Genentech, a member of the Roche Group, today announced positive topline results from the pivotal Part 2 of the FIREFISH study, evaluating risdiplam in infants aged 1-7 months with Type 1 spinal muscular atrophy (SMA). The primary outcome measure of the study was the proportion of infants sitting without support for at least five seconds at 12 months of treatment, assessed by the Gross Motor Scale of the Bayley Scales of Infant and Toddler Development – Third Edition (BSID-III). Safety for risdiplam in the FIREFISH study was consistent with its known safety profile and no new safety signals were identified. To date, more than 400 patients have been treated with risdiplam across all studies, with no treatment-related safety findings leading to study withdrawal in any risdiplam trial.
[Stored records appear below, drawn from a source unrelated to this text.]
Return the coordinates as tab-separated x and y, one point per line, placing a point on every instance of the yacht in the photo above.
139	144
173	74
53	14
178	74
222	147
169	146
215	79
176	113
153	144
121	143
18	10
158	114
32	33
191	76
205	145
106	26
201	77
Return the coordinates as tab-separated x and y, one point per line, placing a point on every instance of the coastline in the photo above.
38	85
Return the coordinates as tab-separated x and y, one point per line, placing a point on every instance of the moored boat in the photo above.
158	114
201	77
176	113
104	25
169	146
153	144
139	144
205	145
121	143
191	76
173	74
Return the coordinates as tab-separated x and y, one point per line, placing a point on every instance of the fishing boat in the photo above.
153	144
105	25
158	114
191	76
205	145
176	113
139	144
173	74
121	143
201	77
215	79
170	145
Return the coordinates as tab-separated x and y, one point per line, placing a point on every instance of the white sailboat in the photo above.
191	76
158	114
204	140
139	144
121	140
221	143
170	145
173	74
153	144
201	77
Risdiplam is an investigational survival motor neuron-2 (SMN-2) splicing modifier, designed to increase and sustain SMN protein levels throughout the central nervous system and in peripheral tissues in the body. Genentech leads the clinical development of risdiplam as part of a collaboration with the SMA Foundation and PTC Therapeutics. Data from the FIREFISH study will be presented at an upcoming medical congress.
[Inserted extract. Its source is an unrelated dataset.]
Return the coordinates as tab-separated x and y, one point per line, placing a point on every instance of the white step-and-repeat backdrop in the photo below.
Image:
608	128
Risdiplam is being studied in a broad clinical trial program in SMA, with patients ranging from birth to 60 years old, and includes patients previously treated with SMA-targeting therapies. The clinical trial population represents the broad real-world spectrum of people living with this disease with the aim of ensuring access for all appropriate patients.
About the FIREFISH Study
FIREFISH is a two-part, open-label, pivotal study in infants aged 1-7 months with Type 1 SMA. Part 1 (n=21) assessed the safety profile of risdiplam and determined the dose for Part 2. Part 2 (n=41) assessed efficacy as measured by the proportion of infants sitting without support after 12 months of treatment, and longer, assessed by the Gross Motor Scale of the BSID-III, which is defined as sitting without support for 5 seconds.
About risdiplam
Risdiplam is an investigational, oral medicine that is systemically distributed and designed to increase SMN protein levels in the central nervous system (CNS) and throughout the body. It is designed to help the SMN2 gene produce more functional SMN protein, to better support motor neurons and muscle function. Roche and Genentech are leading the clinical development of risdiplam in collaboration with the SMA Foundation and PTC Therapeutics. Risdiplam is currently being evaluated in four multicenter trials in people with SMA:
- FIREFISH (NCT02913482) – as above. Results will be presented at an upcoming medical congress.
- SUNFISH (NCT02908685) – a two-part, double-blind, placebo-controlled pivotal clinical trial in people aged 2-25 years with Type 2 or Type 3 SMA. Part 1 (n=51) determined the dose for the confirmatory Part 2. Part 2 (n=180) evaluated motor function using total score of Motor Function Measure 32 (MFM-32) at 12 months. Part 2 met its primary endpoint in November 2019. Data will be presented at an upcoming medical congress.
- JEWELFISH (NCT03032172) – an open-label exploratory trial in people with SMA Type 1, Type 2 or Type 3 aged 6 months to 60 years who have been previously treated with SMA therapy, gene therapy or olesoxime. The study is close to completing recruitment.
- RAINBOWFISH (NCT03779334) – an open-label, single-arm, multicenter study, investigating the efficacy, safety, pharmacokinetics and pharmacodynamics of risdiplam in babies (~n=25), from birth to 6 weeks of age (at first dose) with genetically diagnosed SMA who are not yet presenting with symptoms. The study is currently recruiting.